How to apply a function to all elements in a column in a dataframe for faster results?

Question:

I have a data frame with close to 2.5M rows. The structure of the data frame is as follows:

X Y
3256772 54745
3256778 54779

I have to apply a PyProj function such that the following result is obtained:

X Y X2 Y2
3256772 54745 23.45 -49.23
3256778 54779 23.50 -51.24

Is there anyway to optimize this piece of code? The data frame i’m working on has close to 2.5 million rows thus the optimization matters.

I have written the following code for applying the function but it is taking forever to process the results.

from pyproj import Proj, transform

def convert(x1,y1):
    inProj = Proj('epsg:3857')
    outProj = Proj('epsg:4326')
    x2,y2 = transform(inProj,outProj,x1,y1,always_xy=True)
    return(x2,y2)


final[['X2', 'Y2']] = final.apply(lambda row: pd.Series(convert(row['X'], row['Y'])), axis=1)

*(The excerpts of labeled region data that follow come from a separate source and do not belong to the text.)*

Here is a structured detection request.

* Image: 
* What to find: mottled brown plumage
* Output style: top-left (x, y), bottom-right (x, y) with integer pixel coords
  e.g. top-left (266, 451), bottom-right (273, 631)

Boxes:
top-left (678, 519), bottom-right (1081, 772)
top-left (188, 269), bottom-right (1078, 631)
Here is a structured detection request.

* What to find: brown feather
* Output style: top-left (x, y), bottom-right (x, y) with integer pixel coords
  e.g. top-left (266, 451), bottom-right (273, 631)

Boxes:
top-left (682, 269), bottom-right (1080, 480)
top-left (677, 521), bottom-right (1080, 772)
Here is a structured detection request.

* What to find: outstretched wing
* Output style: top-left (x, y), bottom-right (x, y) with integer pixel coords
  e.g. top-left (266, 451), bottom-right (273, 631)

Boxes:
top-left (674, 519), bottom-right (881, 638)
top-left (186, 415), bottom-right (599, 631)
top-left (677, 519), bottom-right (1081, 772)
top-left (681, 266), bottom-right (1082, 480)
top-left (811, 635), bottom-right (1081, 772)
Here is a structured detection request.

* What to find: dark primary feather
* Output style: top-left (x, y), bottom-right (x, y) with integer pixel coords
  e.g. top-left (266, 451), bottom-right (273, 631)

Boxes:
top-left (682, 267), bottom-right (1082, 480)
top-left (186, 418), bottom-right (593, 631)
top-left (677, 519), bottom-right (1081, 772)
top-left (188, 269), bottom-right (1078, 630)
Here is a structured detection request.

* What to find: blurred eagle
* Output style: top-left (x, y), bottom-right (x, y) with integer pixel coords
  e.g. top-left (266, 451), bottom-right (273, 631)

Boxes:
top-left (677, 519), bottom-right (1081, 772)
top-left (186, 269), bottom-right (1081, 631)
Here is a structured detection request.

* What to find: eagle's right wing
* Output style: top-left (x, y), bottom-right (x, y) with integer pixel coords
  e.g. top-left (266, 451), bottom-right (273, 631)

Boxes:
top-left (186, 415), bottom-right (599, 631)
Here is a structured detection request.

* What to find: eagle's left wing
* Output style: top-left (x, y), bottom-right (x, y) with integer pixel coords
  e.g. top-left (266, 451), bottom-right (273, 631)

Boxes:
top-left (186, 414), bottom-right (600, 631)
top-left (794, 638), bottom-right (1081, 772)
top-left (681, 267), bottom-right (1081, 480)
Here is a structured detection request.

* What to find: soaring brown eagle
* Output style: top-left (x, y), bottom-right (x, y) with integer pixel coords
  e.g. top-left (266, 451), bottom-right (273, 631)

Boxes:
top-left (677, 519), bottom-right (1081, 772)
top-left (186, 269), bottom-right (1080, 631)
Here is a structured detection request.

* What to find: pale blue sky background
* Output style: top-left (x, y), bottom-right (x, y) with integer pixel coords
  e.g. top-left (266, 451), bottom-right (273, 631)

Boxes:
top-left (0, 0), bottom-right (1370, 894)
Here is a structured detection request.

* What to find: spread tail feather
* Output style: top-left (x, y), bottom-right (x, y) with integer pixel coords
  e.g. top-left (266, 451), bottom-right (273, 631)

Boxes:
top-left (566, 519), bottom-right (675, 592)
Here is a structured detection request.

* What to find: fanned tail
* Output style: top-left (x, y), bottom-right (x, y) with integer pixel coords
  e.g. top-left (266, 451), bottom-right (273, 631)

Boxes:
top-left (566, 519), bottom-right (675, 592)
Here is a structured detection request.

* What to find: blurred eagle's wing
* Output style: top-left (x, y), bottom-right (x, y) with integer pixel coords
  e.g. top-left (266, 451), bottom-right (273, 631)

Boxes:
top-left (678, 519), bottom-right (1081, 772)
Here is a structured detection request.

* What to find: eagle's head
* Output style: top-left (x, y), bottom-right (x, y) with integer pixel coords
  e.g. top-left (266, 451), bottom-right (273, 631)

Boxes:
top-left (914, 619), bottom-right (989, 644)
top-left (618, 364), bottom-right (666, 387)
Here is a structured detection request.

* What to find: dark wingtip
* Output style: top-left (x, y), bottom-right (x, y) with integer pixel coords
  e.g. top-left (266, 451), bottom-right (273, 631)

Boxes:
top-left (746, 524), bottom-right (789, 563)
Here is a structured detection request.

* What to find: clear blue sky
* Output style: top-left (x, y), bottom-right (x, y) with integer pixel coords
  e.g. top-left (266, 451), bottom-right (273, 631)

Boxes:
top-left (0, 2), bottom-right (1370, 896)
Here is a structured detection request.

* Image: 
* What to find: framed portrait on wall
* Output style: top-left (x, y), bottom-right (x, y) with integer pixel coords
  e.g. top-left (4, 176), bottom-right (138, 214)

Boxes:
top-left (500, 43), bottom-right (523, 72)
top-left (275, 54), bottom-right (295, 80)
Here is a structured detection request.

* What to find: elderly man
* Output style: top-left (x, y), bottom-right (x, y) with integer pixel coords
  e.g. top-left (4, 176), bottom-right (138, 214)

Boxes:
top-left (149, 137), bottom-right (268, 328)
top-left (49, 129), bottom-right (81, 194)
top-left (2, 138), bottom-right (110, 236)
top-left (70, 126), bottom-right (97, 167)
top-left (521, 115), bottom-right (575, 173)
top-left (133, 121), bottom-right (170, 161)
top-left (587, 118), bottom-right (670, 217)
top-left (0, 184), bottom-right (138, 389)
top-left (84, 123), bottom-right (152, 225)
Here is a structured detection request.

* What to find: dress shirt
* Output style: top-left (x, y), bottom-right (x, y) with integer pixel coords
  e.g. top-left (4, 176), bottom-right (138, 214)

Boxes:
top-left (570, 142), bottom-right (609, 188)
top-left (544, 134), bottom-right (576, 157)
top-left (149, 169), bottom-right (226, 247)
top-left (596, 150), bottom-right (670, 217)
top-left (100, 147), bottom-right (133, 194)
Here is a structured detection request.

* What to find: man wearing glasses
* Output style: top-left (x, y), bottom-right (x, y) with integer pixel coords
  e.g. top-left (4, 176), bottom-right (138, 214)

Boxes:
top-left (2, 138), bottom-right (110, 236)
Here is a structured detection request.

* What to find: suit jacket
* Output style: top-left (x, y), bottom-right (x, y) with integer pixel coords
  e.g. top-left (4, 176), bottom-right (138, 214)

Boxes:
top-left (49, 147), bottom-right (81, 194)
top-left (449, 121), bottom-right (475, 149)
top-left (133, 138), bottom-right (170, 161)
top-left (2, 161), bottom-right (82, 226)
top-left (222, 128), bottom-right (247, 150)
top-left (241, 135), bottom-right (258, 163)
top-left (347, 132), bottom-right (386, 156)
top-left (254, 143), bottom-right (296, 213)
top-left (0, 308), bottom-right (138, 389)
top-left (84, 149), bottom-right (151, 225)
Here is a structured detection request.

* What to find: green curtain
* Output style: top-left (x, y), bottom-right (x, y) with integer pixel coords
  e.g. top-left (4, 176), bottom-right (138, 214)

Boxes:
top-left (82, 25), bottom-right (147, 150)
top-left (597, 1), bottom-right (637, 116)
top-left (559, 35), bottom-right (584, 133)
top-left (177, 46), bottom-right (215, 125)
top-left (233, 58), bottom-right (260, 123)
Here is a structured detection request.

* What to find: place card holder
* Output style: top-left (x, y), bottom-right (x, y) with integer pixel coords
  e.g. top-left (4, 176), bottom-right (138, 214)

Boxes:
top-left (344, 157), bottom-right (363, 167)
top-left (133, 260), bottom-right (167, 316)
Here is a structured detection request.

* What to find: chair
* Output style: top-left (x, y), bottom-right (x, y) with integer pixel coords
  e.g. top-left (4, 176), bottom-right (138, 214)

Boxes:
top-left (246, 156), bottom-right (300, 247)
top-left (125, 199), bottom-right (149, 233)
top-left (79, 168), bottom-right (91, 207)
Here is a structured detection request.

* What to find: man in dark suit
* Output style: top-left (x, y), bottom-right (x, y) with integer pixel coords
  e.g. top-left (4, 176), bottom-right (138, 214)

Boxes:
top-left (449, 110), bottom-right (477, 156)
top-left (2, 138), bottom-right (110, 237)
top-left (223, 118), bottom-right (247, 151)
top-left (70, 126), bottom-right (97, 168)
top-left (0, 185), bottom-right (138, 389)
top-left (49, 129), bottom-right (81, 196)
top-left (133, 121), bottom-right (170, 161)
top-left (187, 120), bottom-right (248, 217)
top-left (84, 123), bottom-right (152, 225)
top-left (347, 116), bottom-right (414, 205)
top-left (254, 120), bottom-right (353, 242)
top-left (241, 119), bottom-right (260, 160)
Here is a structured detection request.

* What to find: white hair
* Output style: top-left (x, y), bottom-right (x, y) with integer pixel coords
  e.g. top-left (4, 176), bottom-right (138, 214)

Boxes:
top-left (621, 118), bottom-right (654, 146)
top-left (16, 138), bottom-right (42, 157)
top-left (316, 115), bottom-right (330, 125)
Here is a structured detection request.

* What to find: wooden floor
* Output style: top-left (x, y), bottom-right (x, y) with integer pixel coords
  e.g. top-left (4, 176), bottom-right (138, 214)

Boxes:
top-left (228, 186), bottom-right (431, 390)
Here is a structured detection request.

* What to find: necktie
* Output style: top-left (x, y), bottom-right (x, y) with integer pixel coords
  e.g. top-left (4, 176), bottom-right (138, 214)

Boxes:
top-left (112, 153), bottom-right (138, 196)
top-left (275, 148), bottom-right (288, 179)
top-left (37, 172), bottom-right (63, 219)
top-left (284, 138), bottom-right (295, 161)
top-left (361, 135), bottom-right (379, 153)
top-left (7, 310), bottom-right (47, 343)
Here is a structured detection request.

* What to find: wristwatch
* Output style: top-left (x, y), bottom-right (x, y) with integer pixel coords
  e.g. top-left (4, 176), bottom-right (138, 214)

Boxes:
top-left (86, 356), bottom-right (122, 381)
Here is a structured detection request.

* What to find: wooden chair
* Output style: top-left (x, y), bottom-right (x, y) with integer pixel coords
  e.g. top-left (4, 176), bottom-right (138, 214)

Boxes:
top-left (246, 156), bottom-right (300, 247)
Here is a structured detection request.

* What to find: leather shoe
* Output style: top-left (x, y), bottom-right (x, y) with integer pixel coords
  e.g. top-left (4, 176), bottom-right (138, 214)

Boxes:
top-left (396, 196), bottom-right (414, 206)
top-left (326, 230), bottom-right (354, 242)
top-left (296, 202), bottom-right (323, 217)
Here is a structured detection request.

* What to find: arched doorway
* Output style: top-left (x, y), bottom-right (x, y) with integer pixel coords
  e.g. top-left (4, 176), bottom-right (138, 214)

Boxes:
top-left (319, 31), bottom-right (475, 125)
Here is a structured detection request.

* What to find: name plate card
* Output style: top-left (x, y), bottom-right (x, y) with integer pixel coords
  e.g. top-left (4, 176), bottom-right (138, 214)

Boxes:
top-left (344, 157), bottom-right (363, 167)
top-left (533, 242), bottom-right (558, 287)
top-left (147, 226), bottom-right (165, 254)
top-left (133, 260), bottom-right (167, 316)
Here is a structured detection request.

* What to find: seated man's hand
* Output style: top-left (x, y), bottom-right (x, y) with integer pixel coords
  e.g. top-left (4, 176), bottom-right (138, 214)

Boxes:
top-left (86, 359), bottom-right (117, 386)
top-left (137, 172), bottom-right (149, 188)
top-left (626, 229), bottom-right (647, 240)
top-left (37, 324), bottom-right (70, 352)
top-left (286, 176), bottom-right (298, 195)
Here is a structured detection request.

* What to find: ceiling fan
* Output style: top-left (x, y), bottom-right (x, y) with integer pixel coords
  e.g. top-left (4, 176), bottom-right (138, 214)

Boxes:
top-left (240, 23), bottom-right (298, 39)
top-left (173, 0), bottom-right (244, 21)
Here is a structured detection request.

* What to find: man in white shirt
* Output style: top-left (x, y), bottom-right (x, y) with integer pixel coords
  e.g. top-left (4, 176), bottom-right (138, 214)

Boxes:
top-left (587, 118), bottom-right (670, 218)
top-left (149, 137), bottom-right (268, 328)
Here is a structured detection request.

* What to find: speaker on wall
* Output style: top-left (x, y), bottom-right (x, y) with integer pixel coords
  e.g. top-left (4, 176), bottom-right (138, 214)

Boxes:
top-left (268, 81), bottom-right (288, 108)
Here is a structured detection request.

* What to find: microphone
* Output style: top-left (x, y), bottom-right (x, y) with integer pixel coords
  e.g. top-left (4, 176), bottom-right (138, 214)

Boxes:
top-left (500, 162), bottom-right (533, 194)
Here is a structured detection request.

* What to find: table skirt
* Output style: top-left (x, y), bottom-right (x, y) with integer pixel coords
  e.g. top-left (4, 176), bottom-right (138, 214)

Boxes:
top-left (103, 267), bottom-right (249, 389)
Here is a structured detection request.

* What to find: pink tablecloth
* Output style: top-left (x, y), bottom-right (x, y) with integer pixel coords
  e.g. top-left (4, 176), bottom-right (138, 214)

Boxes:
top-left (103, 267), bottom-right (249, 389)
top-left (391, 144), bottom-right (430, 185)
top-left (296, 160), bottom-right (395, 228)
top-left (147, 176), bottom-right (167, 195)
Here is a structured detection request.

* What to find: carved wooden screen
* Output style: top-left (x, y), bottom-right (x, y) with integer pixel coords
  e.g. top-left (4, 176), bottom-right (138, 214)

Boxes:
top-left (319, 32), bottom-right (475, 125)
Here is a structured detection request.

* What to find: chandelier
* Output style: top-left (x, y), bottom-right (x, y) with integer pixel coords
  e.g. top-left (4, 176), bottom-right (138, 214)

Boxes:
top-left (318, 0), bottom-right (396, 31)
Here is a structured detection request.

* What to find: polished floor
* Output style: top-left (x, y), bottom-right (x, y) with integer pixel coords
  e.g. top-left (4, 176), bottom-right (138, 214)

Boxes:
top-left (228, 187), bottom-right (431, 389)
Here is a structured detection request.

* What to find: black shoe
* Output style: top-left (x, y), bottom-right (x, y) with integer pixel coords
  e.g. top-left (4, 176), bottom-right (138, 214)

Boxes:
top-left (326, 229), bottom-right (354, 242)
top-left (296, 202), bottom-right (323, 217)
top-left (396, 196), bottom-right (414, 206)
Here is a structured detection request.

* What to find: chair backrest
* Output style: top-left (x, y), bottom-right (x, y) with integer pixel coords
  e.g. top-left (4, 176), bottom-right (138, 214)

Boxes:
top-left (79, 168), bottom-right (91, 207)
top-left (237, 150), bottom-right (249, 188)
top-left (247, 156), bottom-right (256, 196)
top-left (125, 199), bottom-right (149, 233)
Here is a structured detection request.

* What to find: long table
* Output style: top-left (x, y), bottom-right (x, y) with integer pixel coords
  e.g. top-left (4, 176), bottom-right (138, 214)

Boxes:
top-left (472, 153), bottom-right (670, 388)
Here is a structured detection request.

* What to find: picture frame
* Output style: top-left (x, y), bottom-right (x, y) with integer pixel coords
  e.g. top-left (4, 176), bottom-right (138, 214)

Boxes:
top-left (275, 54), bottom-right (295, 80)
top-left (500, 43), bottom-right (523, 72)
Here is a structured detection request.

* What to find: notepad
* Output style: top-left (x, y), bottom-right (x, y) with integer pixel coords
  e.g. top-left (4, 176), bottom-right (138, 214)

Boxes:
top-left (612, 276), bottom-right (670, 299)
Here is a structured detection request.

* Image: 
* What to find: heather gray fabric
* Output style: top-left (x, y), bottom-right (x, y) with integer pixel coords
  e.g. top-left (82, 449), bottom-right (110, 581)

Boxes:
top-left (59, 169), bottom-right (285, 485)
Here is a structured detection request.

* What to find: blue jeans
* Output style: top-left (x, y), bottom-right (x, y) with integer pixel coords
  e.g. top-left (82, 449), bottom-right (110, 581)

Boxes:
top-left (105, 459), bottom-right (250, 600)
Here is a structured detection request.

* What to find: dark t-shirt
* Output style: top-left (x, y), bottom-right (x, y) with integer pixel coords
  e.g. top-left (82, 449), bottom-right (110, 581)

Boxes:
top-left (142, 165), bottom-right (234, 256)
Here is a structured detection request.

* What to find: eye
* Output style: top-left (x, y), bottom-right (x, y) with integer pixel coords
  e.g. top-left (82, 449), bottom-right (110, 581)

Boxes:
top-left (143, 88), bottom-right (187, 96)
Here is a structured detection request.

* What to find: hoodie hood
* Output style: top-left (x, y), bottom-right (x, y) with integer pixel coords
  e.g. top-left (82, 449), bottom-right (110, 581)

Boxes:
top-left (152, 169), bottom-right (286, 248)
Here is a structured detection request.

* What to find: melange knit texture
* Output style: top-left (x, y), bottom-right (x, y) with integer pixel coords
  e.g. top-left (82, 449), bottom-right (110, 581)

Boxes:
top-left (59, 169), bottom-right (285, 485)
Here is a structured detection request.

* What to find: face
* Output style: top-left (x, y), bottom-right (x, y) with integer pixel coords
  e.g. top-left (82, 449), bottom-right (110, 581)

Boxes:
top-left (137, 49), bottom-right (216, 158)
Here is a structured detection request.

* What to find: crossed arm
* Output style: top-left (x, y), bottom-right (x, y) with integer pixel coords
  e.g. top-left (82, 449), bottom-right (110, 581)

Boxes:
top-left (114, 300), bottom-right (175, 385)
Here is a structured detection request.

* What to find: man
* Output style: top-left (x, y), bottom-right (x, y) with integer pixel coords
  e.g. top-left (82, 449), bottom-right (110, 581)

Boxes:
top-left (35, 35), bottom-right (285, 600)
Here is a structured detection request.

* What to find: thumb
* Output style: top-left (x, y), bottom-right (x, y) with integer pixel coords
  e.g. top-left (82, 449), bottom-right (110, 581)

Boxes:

Asked By: Rishikesh Sreehari

||

Answers:

Based on the suggestions in the comments, I passed the x1 and y1 input values as numpy arrays and got the results. The code executed in 4.1s which works for me.

For future reference for anyone looking, here’s the code I used:

final['X2'],final['Y2']=transform(input_epsg,output_epsg,final[["X"]].to_numpy(),final[["Y"]].to_numpy(),always_xy=True)
Answered By: Rishikesh Sreehari